You're not trying to get to the dashboard through the console cable, are you?


----------



## ufodisko (Apr 29, 2013)

*Re: Configure Cisco 837 Router*



CubicleCowboy said:


> You're not trying to get to the dashboard through the console cable, are you?


I have tried both, with the console cable and with a UTP cable. Nothing works.


----------



## CubicleCowboy (Dec 4, 2012)

*Re: Configure Cisco 837 Router*

While connecting to E0 through ethernet to your LAN port, have you tried setting a static ip in the 192.168.0.2-254 range with a default gateway of 192.168.0.1? Windows should have a pop up asking you what kind of network it is (home/work/public).

You may also need to configure an access list. Once again, enable and then config t, and try the following command:

ip access-list 1 permit any

This allows anyone to access anything, so we'll want to change that if we get things working. As an alternative to the dashboard, you could use the Cisco SDM. I believe that you can download it for free from the Cisco site, but you'll need to create an account. If worse comes to worse you can always configure everything through the command line, but that will be harder than using a GUI.


----------



## Tomshawk (Jan 23, 2013)

*Re: Configure Cisco 837 Router*

Your ipconfig /all states IP as 192.168.133.221 with a gateway of .40

On E0 you made the ip 192.168.0.1

with that setup, you'll never get to the dashboard.

Console back in and change the ip to something in your network
192.168.133.1

Or change your computers IP to match the Cisco's range


----------



## TheCyberMan (Jun 25, 2011)

*Re: Configure Cisco 837 Router*

Since you have factory reset the router i would configure an IP address in the 10.10.10.0 subnet not 192. subnet, or enable DHCP on laptop to automatically receive an IP address from the cisco.


----------



## ufodisko (Apr 29, 2013)

*Re: Configure Cisco 837 Router*

Thank you guys, it worked!

I changed my pc IP to 10.10.10.3 and gave the router 10.10.10.1 and behold it worked.

I was able to access the web interface but it kept giving me a java applet error even though I've installed Java several times.

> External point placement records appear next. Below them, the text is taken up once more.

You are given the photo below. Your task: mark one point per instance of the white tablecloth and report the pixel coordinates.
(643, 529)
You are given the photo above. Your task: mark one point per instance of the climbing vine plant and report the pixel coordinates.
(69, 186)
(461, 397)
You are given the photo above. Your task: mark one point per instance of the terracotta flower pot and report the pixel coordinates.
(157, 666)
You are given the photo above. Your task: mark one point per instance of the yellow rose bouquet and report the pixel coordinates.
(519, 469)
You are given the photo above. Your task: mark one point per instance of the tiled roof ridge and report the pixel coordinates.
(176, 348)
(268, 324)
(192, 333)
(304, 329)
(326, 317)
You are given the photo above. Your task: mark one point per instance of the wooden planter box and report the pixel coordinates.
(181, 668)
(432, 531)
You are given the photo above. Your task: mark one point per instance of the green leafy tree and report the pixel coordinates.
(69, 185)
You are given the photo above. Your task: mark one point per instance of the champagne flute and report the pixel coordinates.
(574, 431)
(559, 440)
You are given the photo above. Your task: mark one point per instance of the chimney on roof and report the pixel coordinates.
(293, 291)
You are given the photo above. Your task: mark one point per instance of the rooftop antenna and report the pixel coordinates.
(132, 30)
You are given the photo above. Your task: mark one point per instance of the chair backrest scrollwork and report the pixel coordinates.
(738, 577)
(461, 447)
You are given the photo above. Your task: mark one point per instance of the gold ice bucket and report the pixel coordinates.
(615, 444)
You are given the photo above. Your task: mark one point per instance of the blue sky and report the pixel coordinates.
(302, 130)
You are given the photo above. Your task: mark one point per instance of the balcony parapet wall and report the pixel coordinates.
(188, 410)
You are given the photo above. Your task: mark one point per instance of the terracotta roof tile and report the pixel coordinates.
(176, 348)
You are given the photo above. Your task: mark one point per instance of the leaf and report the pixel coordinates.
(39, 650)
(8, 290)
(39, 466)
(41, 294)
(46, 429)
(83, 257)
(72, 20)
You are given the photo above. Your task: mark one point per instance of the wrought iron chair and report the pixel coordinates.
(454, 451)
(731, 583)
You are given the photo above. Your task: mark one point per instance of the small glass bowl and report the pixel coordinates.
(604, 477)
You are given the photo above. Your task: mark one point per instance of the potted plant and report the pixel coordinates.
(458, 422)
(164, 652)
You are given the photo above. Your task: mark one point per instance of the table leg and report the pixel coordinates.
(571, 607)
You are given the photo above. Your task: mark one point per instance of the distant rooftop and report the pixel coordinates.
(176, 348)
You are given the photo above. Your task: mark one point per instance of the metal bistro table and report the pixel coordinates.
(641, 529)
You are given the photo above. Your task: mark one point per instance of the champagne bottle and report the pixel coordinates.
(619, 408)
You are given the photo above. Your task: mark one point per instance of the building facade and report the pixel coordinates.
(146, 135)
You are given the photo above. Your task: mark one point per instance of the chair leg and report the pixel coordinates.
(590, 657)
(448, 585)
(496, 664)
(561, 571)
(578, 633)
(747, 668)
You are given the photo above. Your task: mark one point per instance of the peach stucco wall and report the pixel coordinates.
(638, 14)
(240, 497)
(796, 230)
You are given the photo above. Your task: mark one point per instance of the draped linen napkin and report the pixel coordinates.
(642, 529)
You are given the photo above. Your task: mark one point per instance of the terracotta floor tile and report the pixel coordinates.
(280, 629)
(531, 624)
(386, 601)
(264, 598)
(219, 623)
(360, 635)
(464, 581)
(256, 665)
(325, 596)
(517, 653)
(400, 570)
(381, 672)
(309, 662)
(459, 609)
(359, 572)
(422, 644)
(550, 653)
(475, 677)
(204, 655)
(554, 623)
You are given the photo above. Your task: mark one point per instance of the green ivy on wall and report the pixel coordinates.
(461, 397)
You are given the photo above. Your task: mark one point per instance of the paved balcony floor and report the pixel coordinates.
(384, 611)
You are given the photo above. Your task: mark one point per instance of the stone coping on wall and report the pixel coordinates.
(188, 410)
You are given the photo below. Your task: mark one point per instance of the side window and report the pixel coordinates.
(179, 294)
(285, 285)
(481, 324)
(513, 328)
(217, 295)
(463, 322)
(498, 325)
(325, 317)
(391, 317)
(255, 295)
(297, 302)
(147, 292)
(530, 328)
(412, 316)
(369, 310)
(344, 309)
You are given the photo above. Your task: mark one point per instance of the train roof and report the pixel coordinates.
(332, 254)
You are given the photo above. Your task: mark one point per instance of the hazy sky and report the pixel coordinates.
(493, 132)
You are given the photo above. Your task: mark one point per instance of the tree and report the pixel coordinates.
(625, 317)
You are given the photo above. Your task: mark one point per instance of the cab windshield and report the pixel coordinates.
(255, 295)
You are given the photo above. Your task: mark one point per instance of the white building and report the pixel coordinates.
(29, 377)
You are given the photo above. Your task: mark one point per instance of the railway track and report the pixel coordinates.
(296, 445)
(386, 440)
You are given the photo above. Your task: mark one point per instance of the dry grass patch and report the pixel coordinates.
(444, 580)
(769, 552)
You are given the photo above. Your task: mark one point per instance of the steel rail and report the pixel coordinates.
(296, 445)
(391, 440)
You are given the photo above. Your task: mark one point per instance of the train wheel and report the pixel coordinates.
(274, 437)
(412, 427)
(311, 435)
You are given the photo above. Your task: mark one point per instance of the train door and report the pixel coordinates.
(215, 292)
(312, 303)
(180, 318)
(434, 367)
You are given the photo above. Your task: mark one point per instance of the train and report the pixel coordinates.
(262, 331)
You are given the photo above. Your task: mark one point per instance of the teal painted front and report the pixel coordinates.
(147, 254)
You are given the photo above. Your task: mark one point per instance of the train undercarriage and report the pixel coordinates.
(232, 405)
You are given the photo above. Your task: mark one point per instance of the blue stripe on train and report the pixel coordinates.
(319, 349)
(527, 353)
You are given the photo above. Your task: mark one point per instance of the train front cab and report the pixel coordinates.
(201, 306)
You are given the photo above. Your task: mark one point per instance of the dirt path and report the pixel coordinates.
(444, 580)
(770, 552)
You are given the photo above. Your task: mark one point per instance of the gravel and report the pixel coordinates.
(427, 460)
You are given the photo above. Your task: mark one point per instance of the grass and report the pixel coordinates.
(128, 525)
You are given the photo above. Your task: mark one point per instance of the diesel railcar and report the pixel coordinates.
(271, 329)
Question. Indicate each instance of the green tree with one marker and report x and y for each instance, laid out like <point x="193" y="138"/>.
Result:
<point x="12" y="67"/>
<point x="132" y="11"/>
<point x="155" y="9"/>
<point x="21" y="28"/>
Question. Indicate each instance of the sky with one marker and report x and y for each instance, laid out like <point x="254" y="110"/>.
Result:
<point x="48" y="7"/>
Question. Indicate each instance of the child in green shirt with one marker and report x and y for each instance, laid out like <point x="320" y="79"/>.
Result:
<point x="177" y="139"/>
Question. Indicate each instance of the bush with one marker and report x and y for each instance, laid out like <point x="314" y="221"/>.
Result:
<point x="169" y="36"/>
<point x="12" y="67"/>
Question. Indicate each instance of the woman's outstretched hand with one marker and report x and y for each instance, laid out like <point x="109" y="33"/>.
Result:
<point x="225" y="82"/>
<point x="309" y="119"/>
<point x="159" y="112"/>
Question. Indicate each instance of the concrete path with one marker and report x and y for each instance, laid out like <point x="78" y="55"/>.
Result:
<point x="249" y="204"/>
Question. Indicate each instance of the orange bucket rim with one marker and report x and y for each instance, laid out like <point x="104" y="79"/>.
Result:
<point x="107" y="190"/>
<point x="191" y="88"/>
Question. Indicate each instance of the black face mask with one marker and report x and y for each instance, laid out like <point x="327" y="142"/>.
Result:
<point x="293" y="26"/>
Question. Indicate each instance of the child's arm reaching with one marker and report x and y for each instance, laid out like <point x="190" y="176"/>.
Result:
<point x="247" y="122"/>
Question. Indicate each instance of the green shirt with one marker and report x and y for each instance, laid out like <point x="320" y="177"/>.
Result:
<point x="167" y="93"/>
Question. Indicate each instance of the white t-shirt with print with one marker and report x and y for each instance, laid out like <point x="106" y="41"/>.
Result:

I used Cisco SDM to login to the dashboard and it worked. I hope it's the same thing as the web interface though.

Thank you very much.


----------



## Tomshawk (Jan 23, 2013)

*Re: Configure Cisco 837 Router*

Excellent, Glad you got it working.


----------



## CubicleCowboy (Dec 4, 2012)

*Re: Configure Cisco 837 Router*

That's great to hear. Post back here if you run into any more issues.


----------



## TheCyberMan (Jun 25, 2011)

*Re: Configure Cisco 837 Router*

Glad to hear it is now working you are welcome.

I will mark thread as solved.


----------